(Reuters) Teixeira, president of the Brazilian Football Confederation (CBF), sent a signed letter from his doctor saying he could not be subjected to any stress as he had been suffering from heart problems.
For the same reason, Teixiera has taken medical leave from his CBF post and is not expected to return until next year.
"If Ricardo Teixeira is unable to work for six months, it would be best for him to step down because Brazil is at a decisive stage in the World Cup qualifying campaign," Alvaro Dias, president of the commission of inquiry, said.
"For the health of football, it would be best if all the CBF directors resigned."
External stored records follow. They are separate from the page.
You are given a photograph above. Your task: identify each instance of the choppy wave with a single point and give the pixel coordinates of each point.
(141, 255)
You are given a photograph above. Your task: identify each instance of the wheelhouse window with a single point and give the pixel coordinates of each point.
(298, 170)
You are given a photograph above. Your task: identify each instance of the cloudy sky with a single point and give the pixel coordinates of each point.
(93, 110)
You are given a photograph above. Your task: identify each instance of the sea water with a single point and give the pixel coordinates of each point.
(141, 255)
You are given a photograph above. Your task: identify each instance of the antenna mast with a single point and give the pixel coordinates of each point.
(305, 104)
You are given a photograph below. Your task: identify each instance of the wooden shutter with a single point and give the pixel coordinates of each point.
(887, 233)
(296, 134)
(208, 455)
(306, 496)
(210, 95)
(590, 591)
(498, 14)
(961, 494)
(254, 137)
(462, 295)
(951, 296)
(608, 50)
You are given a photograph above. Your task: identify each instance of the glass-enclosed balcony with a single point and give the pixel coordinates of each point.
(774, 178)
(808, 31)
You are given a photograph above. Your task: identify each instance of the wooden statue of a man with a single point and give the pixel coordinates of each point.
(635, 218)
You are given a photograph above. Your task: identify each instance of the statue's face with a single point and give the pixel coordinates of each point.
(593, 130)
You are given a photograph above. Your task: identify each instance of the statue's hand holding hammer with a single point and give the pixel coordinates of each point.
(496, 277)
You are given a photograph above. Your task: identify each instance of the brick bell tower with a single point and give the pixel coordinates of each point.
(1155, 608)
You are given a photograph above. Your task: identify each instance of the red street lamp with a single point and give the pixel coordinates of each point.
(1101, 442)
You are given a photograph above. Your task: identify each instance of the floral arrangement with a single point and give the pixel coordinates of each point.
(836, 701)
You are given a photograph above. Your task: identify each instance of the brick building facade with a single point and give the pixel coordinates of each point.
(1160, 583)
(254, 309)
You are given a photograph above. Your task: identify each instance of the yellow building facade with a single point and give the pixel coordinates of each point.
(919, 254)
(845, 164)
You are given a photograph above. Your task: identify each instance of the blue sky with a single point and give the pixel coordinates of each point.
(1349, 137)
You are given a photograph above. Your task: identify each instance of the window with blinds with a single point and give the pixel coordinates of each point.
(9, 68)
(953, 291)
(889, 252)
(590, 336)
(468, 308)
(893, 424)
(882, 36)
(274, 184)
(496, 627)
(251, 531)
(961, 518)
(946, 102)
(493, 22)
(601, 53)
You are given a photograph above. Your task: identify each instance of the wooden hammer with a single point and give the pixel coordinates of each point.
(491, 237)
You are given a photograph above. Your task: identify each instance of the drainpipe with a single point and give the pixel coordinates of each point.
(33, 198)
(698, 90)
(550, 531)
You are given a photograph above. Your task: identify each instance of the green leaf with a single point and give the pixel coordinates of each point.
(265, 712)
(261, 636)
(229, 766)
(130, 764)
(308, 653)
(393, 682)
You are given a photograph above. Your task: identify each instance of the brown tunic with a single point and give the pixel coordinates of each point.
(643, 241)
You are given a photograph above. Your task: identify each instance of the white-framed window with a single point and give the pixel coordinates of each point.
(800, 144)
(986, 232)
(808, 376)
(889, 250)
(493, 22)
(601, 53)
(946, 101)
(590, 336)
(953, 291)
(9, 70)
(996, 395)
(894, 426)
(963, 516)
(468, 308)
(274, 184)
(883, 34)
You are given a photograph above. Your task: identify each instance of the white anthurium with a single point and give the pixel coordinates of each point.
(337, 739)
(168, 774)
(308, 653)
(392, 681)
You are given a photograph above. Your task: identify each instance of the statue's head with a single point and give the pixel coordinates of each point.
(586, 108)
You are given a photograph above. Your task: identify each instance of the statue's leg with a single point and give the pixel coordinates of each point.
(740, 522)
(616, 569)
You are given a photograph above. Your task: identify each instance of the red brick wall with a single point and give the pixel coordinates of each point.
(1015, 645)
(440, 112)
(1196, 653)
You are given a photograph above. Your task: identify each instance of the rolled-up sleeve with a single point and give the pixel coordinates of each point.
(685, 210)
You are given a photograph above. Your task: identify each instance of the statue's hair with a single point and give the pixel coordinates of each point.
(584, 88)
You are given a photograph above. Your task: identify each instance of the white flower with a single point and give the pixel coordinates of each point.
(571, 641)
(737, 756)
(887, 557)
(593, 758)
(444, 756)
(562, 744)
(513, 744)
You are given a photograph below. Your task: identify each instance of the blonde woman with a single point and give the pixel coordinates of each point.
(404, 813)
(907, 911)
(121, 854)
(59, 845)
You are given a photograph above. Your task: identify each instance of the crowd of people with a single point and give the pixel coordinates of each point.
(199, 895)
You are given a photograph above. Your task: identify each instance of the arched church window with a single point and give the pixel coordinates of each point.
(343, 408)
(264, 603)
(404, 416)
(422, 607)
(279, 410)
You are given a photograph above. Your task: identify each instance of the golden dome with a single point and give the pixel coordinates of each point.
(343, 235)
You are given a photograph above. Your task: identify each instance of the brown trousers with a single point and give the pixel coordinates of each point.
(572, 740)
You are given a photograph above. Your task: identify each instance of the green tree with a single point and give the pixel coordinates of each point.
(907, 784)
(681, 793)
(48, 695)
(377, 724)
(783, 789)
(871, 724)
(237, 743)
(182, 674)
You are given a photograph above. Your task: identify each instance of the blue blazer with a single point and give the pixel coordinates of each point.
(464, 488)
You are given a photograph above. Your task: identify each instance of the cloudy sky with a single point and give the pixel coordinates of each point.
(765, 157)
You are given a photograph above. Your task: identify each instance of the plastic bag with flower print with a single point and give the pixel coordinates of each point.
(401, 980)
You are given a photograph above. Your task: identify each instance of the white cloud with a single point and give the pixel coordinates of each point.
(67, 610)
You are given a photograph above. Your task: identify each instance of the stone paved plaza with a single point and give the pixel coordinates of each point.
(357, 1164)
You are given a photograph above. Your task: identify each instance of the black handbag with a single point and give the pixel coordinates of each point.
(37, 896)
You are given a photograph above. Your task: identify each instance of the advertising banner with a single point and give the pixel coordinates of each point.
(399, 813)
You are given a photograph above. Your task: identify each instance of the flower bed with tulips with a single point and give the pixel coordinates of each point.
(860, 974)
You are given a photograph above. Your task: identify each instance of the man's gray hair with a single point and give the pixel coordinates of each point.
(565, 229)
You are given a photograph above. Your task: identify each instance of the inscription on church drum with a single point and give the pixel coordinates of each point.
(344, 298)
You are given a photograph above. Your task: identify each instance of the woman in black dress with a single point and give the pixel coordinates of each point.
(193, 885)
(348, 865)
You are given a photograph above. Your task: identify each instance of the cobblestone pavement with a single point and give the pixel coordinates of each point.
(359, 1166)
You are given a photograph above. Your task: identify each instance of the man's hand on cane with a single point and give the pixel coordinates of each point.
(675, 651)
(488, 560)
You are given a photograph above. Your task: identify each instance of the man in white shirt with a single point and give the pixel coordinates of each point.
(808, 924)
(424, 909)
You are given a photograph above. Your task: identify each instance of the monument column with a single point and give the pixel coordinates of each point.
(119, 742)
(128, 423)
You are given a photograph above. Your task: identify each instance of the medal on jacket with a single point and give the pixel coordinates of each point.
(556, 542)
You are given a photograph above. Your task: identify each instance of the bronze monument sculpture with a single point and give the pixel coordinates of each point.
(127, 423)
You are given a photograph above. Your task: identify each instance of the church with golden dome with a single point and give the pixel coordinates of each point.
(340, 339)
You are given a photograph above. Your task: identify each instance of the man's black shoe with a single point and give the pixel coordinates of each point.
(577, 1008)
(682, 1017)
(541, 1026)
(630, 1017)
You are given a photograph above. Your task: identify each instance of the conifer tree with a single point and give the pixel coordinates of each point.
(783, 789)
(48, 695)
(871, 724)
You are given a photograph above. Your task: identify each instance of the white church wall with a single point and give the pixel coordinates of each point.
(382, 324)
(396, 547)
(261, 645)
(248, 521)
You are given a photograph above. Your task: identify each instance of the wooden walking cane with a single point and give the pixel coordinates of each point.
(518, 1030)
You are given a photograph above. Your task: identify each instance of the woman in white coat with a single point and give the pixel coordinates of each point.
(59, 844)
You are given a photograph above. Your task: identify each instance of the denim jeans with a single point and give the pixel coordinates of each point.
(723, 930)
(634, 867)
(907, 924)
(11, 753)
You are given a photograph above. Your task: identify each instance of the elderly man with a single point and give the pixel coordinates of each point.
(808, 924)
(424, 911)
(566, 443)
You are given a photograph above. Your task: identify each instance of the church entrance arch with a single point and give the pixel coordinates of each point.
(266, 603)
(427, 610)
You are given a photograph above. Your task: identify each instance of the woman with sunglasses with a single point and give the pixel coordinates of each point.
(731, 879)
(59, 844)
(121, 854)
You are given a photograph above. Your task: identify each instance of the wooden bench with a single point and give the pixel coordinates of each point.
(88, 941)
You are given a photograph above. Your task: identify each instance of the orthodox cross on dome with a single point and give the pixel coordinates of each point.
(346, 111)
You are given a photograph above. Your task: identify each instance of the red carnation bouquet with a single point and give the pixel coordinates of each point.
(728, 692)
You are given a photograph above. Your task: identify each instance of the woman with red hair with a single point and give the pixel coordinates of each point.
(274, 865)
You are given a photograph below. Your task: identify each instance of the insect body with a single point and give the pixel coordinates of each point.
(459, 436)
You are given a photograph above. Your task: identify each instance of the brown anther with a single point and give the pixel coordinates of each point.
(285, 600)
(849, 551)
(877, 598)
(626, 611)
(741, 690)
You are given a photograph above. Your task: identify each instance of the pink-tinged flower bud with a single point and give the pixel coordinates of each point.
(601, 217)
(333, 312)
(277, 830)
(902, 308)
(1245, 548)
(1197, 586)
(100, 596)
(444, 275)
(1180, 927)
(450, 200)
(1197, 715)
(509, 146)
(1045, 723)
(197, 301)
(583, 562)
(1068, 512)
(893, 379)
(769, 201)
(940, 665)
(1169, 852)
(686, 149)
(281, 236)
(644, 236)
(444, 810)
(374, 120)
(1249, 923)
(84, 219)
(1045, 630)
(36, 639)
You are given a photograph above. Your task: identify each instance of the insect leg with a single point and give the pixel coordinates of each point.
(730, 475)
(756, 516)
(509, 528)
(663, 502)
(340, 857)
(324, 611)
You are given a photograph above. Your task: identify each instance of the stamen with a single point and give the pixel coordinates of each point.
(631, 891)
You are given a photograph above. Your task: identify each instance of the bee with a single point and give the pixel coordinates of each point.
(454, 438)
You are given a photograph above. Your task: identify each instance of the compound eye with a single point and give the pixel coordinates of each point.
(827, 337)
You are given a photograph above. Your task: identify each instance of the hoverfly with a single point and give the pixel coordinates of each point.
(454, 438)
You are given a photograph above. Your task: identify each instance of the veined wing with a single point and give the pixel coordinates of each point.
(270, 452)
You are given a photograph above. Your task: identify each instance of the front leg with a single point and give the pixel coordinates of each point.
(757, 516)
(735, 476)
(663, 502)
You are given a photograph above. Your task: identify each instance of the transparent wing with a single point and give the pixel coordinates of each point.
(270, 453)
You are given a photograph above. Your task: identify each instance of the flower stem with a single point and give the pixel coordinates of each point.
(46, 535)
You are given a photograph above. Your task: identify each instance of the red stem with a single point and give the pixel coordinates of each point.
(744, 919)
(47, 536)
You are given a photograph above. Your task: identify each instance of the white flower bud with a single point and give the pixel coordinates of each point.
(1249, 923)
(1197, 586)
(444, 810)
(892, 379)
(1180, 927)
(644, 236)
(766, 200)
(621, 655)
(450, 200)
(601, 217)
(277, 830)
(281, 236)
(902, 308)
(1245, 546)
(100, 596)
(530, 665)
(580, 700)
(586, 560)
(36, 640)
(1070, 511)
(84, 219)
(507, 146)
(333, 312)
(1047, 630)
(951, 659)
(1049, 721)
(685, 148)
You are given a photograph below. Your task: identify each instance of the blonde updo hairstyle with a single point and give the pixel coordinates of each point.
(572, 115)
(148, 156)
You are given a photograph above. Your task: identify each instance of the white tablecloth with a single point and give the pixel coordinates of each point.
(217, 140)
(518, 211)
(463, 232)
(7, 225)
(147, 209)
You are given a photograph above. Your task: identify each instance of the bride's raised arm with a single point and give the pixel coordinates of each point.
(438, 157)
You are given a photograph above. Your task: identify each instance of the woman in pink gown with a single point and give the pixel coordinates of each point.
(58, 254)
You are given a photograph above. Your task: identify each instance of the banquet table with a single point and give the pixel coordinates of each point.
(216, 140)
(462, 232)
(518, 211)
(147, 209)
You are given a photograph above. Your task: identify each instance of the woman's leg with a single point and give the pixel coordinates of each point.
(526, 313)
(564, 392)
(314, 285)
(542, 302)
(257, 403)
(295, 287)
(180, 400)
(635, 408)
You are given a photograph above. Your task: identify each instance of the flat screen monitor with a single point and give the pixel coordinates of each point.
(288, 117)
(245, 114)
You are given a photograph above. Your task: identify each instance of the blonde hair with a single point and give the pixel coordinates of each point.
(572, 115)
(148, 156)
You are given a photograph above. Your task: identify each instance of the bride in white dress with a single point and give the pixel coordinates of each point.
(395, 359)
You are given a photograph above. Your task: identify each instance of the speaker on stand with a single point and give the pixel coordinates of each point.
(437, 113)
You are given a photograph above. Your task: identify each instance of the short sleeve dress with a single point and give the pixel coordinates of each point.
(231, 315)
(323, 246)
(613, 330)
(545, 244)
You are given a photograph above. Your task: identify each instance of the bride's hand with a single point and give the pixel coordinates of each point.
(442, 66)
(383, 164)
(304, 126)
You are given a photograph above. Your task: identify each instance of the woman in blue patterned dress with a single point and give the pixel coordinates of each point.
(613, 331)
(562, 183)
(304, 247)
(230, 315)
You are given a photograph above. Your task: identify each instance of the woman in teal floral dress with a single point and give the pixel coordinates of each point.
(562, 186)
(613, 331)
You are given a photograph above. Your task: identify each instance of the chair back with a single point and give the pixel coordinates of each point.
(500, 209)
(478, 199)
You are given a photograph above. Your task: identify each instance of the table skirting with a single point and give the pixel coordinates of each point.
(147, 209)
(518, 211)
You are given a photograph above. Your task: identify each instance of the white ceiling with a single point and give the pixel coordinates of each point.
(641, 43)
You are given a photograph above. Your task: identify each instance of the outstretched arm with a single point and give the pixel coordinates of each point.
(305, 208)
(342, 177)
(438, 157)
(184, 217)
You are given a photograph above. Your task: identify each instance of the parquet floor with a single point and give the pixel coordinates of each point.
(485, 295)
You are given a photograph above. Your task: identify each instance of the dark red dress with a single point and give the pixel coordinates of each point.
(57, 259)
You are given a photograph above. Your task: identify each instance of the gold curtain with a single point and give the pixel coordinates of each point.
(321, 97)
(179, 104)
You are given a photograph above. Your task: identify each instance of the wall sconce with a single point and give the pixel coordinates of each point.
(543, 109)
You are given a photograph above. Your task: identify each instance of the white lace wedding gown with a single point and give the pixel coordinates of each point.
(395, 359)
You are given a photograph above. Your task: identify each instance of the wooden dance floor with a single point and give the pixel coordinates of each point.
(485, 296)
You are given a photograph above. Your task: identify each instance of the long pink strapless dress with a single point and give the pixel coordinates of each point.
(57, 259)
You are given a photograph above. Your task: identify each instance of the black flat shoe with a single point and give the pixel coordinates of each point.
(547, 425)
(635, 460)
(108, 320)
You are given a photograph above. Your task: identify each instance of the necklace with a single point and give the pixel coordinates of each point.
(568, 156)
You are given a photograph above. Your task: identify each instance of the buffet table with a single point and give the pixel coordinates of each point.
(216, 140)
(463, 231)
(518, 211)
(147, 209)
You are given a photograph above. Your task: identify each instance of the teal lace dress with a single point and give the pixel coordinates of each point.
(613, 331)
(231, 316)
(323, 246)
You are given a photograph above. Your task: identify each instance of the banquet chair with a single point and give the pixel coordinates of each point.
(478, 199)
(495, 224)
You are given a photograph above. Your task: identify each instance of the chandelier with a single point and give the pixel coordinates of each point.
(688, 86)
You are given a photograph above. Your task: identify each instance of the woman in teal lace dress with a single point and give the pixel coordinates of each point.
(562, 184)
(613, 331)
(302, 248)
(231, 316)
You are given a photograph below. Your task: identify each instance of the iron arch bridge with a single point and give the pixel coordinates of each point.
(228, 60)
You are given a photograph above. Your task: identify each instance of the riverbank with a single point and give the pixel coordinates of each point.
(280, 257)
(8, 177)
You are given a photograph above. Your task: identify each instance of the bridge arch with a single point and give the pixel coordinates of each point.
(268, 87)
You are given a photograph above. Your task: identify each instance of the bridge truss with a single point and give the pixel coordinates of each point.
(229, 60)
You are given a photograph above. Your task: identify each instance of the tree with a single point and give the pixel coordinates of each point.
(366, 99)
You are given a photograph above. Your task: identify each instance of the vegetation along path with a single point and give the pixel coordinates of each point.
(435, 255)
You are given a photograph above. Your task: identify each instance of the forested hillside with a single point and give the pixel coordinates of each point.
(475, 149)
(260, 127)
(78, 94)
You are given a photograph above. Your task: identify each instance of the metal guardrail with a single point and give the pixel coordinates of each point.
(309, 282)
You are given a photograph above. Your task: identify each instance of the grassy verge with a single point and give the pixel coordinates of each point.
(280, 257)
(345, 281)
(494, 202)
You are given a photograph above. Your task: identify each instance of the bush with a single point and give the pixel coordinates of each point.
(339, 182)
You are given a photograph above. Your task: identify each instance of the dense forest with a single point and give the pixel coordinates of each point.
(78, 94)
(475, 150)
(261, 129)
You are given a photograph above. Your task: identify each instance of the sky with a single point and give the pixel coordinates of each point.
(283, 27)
Teixeira, who has run the CBF for 12 years, has been one of the central figures in the two-pronged investigation that has been carried out by commissions of inquiry in both the Senate and the lower house.
The commissions of inquiry were set up last year following a public outcry into the alarming decline of Brazilian football, which has been hit by administrative chaos, plummeting attendances and a mass exodus of the top players abroad.
Even the famed national team has been affected, slumping to a series of unprecedented defeats at the hands of teams Brazil would in the past have been expected to beat handsomely, such as South Korea, Chile, Paraguay, Honduras, Ecuador and Australia.
Congressmen investigating suspected corruption and mismanagement in Brazilian soccer have called on the game's chief Ricardo Teixeira to resign after he failed appear to answer questions because of ill-health.